4 Responses to “The Aesthetics of the Virtual Learning Space”


  1. 1 Kate Moss

    Hi Luke,

    I think there are two related issues here: tweaking the functional design of the blog, and tweaking the aesthetic design (and of course, these overlap).

    The ability to tweak the functional side of the design matters more to me, as it makes more of a difference to what happens. For example, removing buttons you don’t need, adding buttons that you do, in the order in which you need them–all of this design tweaking that the blog, taken together, can make a substantial difference to the user’s experience.

    Sometimes I think we get so used to things being given to us as is, and if they require lots of work to alter (or are impossible to alter), we just put up with it. Blackboard is like that, for me. Sure, it’s functional, and can enhance a course, no question.

    But using a carefully-designed blog with all the tweaks you want or need is like living in a carefully-designed home. (It’s a lot easier to make those little tweaks in your virtual space, thankfully!)

    Added to those design tweaks that enhance functionality, aesthetics can make a blog feel inviting. This sense that you want to stick around a while may be subconscious, but it is not to be discounted.

    Reply to Kate Moss

  2. 2 Jim

    Kate and Luke,

    You all are on to something really important. Learning spaces are by no means secondary or frivolous to the learning experience, they shape and define it just as much as the city you live in or the apartment you inhabit does (as you point out perfectly, Kate). I would argue that designing an inviting, interactive, and dynamic virtual learning space must be as integral as fashioning one’s syllabus in preparation for the semester, if you are maaking a foray into hybrid/blended/online learning(or whatever it is know as these days).

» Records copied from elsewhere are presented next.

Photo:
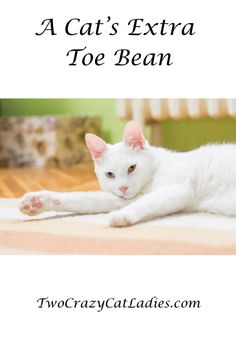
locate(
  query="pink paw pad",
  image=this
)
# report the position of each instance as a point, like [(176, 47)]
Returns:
[(56, 202), (36, 203)]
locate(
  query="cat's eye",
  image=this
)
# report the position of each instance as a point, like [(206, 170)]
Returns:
[(110, 174), (131, 168)]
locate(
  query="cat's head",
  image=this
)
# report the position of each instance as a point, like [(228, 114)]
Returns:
[(124, 168)]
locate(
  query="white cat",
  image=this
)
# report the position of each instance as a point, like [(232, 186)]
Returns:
[(141, 182)]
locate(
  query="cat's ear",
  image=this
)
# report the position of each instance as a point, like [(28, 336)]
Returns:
[(133, 135), (96, 145)]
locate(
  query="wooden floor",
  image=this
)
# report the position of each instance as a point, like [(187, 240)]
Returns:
[(14, 182)]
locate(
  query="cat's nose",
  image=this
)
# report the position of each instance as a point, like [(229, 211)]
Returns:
[(123, 189)]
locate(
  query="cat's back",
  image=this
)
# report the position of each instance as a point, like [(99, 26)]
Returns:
[(214, 166)]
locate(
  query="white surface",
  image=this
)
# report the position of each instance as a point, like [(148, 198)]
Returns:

    Creating a space for people to discuss, interact, and share is in many ways the goal of the classroom, whether online or face-to-face. A drab interface with a cookie-cutter mentality, a la BlackBoard, goes a long way towards undermining the best laid plans of mice and men. Check out this site as an excellent example of a hospitable, inviting and beautifully designed (if I must say so myself) virtual learning space. Link.

    The hits just keep on coming at cac.ophony.org. And hey, why not wage war on the corporate logic of elearning we have been forcee-fed over the last 10 years? If colleges and universities are not tasked to rethink, redesign and reaaappropriate the spaces in which they teach from corproate leviathans, than why the hell did I get into this business in the first place?

    Great stuff!!!

    Reply to Jim

  3. 3 Matt

    Wonderful post, Luke. I think you’re exactly right about the impact that the aesthetics of virtual space can have on learning. The “wow” factor cannot be ignored. The fact that those of us looking to move beyond Blackboard feel as though we have to find ways to defend some of the most basic tenets of web design is a sign of how far academia has to go on this issue.

    The practical hurdle that those of us who want to move beyond Blackboard face is the institutional investment that our universities have made to this learning system. In my own teaching, I’m trying to work both within and outside of Blackboard in a way that allows me to have the best of both worlds.

    Lots to think about here — great post.

    Reply to Matt

  4. 4 Gerald

    I am really interested in this discussion, primarily because it validates what I have been discovering with my course blogs.

    I teach 7th and 8th grade science and have been using blogs with my students for about 6 weeks. The pedagogical part was straightforward to me: promoting literacy in the content area; collaboration as a learning/scientific tool; and developing competency in technologies that are likely to be important to the students.

    They were concerned with usability and with the aesthetics of the blog (I used an edublogs.org blog and spent a good deal of time selecting the template). I wanted them to experience the “wow” factor and to feel like they were doing something cool.

    Looking forward, I am looking forward to developing more customization as well.